Defendant MacIntosh argues that he is entitled to summary judgment because there are no substantive allegations of his involvement in either of the two altercations which form the basis for the extant claims. In response, Plaintiff alleges that MacIntosh was on the hearing board that reviewed the misconduct charges arising from the two altercations, and the board denied Plaintiff due process rights at the hearing. Plaintiff, however, makes no allegations concerning the disciplinary hearing in his Second Amended Complaint. Although Plaintiff claims that he was denied substantive due process with the alleged assaults, his Second Amended Complaint makes no mention of any misconduct proceedings. Accordingly, MacIntosh is entitled to judgment in his favor.

D. Claims Against Warden Wetzel

Plaintiff claims that Defendant Wetzel is vicariously liable for the acts of the employees under his supervision during the altercations. It is well-established that "[a] defendant in a civil rights action must have personal involvement in the alleged wrongs; liability cannot be predicated solely on the operation of respondent superior." Rode v. Dellarciprete, 845 F.2d 1195, 1208 (3d Cir. 1988). The personal involvement requirement, however, may be satisfied by a showing of "personal direction or of actual knowledge and acquiescence." Id.; Pansy v. Preate, 870 F. Supp. 612, 630 (M.D. Pa. 1994), aff'd mem., 61 F.3d 896 (3d Cir. 1995).
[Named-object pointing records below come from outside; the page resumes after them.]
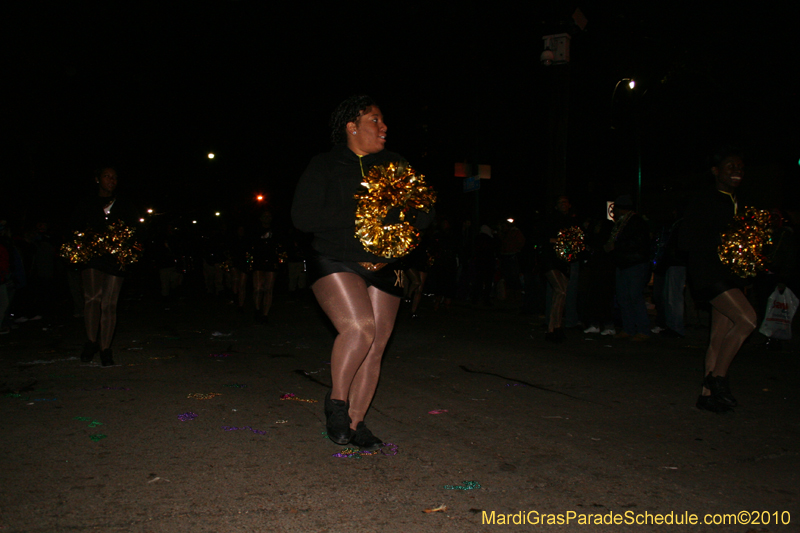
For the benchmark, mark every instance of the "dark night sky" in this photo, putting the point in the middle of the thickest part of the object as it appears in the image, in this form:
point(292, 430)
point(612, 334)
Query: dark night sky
point(153, 89)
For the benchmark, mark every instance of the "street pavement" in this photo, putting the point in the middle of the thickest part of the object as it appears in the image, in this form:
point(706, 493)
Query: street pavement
point(489, 426)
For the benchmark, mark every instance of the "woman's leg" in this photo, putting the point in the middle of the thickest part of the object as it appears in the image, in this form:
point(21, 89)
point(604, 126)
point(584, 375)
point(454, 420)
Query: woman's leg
point(558, 281)
point(269, 285)
point(92, 294)
point(112, 285)
point(423, 276)
point(344, 298)
point(733, 319)
point(258, 287)
point(362, 390)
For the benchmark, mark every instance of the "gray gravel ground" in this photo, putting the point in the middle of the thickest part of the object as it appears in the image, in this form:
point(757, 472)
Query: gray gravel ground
point(594, 427)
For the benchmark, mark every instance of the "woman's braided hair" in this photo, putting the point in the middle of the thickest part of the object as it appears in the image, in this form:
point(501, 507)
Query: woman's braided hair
point(348, 111)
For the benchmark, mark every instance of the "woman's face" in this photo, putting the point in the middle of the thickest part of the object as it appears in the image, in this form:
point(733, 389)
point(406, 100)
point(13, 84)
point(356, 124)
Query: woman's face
point(107, 181)
point(729, 173)
point(367, 135)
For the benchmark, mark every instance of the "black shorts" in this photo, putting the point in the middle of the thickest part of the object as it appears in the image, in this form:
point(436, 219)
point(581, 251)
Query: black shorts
point(388, 279)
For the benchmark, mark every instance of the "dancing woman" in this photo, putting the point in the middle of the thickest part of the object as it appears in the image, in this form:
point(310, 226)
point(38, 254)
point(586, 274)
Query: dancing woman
point(556, 270)
point(359, 291)
point(102, 276)
point(732, 316)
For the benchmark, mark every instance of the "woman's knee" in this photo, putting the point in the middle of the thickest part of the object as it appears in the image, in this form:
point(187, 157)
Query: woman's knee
point(363, 329)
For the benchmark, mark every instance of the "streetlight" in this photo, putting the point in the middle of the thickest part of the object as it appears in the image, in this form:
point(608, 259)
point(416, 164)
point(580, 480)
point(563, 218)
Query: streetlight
point(631, 86)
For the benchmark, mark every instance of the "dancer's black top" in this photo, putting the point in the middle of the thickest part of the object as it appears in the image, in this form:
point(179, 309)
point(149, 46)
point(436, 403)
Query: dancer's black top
point(706, 218)
point(325, 204)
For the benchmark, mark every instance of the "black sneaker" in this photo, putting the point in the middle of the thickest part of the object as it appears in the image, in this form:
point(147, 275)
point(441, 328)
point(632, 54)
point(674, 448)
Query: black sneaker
point(89, 349)
point(337, 420)
point(718, 385)
point(710, 403)
point(364, 439)
point(105, 357)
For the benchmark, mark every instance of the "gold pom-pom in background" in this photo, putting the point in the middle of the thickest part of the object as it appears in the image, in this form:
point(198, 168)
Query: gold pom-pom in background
point(391, 186)
point(569, 243)
point(744, 241)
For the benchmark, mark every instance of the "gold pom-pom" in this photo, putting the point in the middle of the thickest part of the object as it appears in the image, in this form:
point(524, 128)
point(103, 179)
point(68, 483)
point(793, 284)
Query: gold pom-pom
point(388, 187)
point(569, 243)
point(117, 241)
point(743, 242)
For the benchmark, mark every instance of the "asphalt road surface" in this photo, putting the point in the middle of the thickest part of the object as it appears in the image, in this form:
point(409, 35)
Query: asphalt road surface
point(492, 429)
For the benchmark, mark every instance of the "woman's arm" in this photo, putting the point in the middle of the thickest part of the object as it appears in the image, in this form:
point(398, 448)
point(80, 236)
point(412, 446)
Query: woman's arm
point(318, 203)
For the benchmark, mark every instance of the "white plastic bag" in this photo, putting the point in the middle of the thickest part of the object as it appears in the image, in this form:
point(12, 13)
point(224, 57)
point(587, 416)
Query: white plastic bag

Plaintiff alleges that there was knowing acquiescence on the part of Wetzel, and he is therefore liable. Specifically, Plaintiff argues that he put Wetzel on notice of Settings' harassment. Plaintiff argues that upon such notification, "[Wetzel] could have taken precautions to end the treatment that the plaintiff was receiving." (Dkt. Entry 53 at 7.) Plaintiff concludes that "[c]ontinued harassment should have been envisioned by [Wetzel] as a result of his failure to take precautions when notified of the conditions by the plaintiff." (Id.)

The connection between Plaintiff's notification of harassment by one officer and the deliberate use of excessive force by a number of other officers, however, is too attenuated to support a finding of culpable conduct on the part of Warden Wetzel. The Supreme Court has instructed that the information presented to the supervisory official must be such as to show that it is highly likely that the individual who is the subject of the notification will inflict the particular injury sustained by the plaintiff. Board of the County Comm'rs of Bryan County v. Brown, 520 U.S. 397, 412 (1997). Plaintiff has presented no evidence to suggest that the Warden could reasonably have anticipated that Settings would have instigated a confrontation between Plaintiff and other officers that would have erupted into violence. Certainly, the evidence does not show that it was highly likely that Plaintiff would be beaten by guards at the instance of Settings. Even more unlikely is the fact that Monn and Sheppard would break Plaintiff's wrist with application of handcuffs, or Officer Shreiner would have broken Plaintiff's eye socket, as alleged. Nor is there any indication that Warden Wetzel had reason to believe that any of the named defendants had some propensity or motivation to attack Plaintiff. There is no evidence that Plaintiff needed to be isolated from a particular officer for Plaintiff's safety. Stated otherwise, there is no evidence that Warden Wetzel had reason to believe that there was an excessive risk to Plaintiff's safety. Ultimately, there is no evidence to support a conclusion that Wetzel knowingly acquiesced in the alleged violation of Plaintiff's civil rights. Accordingly Wetzel is also entitled to summary judgment.

An appropriate Order follows.

Thomas I. Vanaskie United States District Judge


AND NOW, THIS 25th DAY OF MAY, 2007, for the reasons set forth in the foregoing Memorandum, IT IS HEREBY ORDERED THAT:

1. The Motion for Summary Judgment of Defendants Wetzel, Effland, MacIntosh, and John Doe II (Dkt. Entry 44) is GRANTED.

2. The Clerk of Court is directed to dismiss Defendants Wetzel, Effland, MacIntosh, and John Doe II from this action.

3. A telephonic scheduling conference will be held on June 22, 2007, at 9:00 a.m. Counsel for Plaintiff shall make the arrangements for the conference call.